The older I get, the less stomach I have to hurt anything, including spiders, flies, mice and even bugs that eat my plants. In fact, part of me shies away from anything that resembles a weapon. That’s why I wouldn’t want to be most garden tools; they look sharp and dangerous.
While I control this silly tenderness enough to shovel and shade and weed and hoe, if I am going to turn into a garden tool, I won’t pick any of these options. Instead, I’ll go for garden gloves, charged with protecting hands.
You may not automatically think of garden gloves as a garden tool, but they are. They help a gardener get her work done by protecting hands from bumps, scratches, thorns, bugs and cold. Solid garden gloves can help you pull out deeply rooted weeds and even keep you safe when you are trimming shrubs that are armed and dangerous, like firethorn.

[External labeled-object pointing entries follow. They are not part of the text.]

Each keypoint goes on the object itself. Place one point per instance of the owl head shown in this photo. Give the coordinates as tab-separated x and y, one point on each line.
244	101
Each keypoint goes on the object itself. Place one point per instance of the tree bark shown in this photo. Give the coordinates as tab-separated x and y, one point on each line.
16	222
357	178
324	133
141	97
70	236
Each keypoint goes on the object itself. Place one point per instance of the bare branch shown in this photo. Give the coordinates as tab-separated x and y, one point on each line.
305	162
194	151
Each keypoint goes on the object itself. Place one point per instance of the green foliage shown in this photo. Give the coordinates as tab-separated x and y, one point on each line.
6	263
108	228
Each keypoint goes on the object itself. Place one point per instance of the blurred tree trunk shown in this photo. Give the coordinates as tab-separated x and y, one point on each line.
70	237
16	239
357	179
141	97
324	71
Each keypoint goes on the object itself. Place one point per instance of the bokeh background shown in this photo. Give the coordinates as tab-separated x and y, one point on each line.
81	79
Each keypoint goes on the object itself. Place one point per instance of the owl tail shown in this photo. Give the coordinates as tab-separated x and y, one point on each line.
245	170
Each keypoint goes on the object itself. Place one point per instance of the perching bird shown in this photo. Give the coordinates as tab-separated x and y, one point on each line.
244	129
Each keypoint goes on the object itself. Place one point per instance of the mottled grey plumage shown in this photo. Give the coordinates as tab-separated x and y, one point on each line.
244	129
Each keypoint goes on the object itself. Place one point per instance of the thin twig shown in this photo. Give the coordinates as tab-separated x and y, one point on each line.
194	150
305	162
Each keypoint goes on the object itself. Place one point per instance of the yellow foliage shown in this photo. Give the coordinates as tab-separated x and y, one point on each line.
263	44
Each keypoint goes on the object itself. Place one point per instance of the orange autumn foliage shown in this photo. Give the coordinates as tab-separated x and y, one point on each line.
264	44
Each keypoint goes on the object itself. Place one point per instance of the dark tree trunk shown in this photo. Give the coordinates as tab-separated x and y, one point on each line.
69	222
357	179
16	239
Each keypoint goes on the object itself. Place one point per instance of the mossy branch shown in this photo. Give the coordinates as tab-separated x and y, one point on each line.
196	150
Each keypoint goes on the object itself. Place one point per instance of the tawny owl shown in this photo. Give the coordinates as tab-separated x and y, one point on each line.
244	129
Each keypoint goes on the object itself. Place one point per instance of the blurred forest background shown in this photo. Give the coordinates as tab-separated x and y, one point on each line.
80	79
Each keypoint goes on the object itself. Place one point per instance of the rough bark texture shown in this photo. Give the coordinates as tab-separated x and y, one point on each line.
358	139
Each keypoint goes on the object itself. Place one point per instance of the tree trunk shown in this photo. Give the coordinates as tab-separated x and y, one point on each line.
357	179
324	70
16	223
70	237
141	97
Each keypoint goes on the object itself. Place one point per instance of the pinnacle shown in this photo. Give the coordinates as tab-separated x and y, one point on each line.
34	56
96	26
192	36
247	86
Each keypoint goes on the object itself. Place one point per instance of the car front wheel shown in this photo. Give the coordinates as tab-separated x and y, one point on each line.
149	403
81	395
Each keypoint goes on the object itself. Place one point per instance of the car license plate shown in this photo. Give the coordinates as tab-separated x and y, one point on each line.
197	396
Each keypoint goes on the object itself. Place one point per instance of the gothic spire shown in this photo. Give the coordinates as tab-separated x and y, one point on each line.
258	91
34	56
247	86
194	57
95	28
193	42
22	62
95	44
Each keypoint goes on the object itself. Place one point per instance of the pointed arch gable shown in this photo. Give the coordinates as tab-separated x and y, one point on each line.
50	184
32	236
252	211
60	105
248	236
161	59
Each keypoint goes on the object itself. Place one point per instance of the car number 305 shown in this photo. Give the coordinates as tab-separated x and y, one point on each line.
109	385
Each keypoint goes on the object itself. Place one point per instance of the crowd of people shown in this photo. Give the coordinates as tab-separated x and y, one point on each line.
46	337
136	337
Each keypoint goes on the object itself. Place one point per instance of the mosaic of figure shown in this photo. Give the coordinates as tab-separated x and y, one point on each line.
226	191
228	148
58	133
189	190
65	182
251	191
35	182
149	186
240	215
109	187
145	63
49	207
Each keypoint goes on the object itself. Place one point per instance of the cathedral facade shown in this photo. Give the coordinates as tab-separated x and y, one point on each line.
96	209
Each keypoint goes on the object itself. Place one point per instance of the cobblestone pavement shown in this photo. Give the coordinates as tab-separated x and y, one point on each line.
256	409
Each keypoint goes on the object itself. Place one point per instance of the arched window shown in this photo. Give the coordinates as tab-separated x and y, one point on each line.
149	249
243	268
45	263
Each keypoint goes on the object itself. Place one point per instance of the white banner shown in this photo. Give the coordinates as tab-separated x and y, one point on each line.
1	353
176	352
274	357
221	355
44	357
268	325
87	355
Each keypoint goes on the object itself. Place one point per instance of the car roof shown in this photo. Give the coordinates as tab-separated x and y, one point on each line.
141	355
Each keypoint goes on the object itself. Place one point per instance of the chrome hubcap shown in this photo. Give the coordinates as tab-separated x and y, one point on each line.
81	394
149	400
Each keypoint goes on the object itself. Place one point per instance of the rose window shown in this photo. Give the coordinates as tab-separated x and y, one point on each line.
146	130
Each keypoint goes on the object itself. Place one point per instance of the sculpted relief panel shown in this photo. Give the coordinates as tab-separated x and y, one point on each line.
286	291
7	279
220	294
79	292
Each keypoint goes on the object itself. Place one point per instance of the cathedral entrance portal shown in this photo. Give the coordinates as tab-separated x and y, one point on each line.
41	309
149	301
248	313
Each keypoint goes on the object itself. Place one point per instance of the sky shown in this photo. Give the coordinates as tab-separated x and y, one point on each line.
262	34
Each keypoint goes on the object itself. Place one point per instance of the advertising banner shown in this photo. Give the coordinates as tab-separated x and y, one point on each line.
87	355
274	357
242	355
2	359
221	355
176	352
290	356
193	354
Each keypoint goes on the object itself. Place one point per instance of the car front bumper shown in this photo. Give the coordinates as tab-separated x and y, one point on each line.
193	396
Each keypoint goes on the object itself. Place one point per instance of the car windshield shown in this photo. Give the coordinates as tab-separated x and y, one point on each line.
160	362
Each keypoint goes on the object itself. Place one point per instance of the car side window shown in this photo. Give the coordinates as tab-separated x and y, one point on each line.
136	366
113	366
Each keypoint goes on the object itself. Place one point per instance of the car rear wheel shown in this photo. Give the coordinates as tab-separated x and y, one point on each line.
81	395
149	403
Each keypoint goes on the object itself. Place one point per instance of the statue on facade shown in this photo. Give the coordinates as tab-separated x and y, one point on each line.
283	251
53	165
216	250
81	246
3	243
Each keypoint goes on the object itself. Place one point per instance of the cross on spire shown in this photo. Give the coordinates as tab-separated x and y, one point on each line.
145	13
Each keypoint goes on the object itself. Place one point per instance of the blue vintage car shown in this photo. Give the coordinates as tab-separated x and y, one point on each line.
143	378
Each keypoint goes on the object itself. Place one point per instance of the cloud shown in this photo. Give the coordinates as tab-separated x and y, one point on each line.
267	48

Garden gloves are different from any other sort of gloves, so you can’t substitute one for the other. Obviously driving gloves are made to keep your hands snug, with an eye to aesthetics. When you look for gloves for snow, you want something waterproof with cold protection. Motorcycle gloves have to be tough to keep your hands from scraping up if you fall off. Picking garden gloves is another matter entirely.
Many Garden Glove Varieties to Choose From
Garden gloves can serve many purposes, so the qualities that are important vary depending on your priorities. If you are looking to weed, you might consider gloves that are natural rubber latex material. These materials give your flexibility but are also waterproof and resist punctures. Some of these gloves even have a little claw attached to help with digging.
Cotton gloves aren’t waterproof, but they sure are more comfortable than latex and they give your fingers lots of elbow room. If you want something stylish, these are a better choice since you can find them in lots of attractive patterns.
Other Great Kinds of Garden Gloves
Bamboo garden gloves are trending these days, and nobody can argue with the optics: eco-friendly bamboo material helps the environment. Bamboo fabric is tough enough to keep thorns out but it breathes, making these great for hot summer days. And they come in so many great colors and patterns.
If you are working with serious thorns or cacti, consider good old leather gloves, maybe gauntlet style to protect your arms too. Leather will turn back anything prickly from cutting, scratching or otherwise damaging your skin.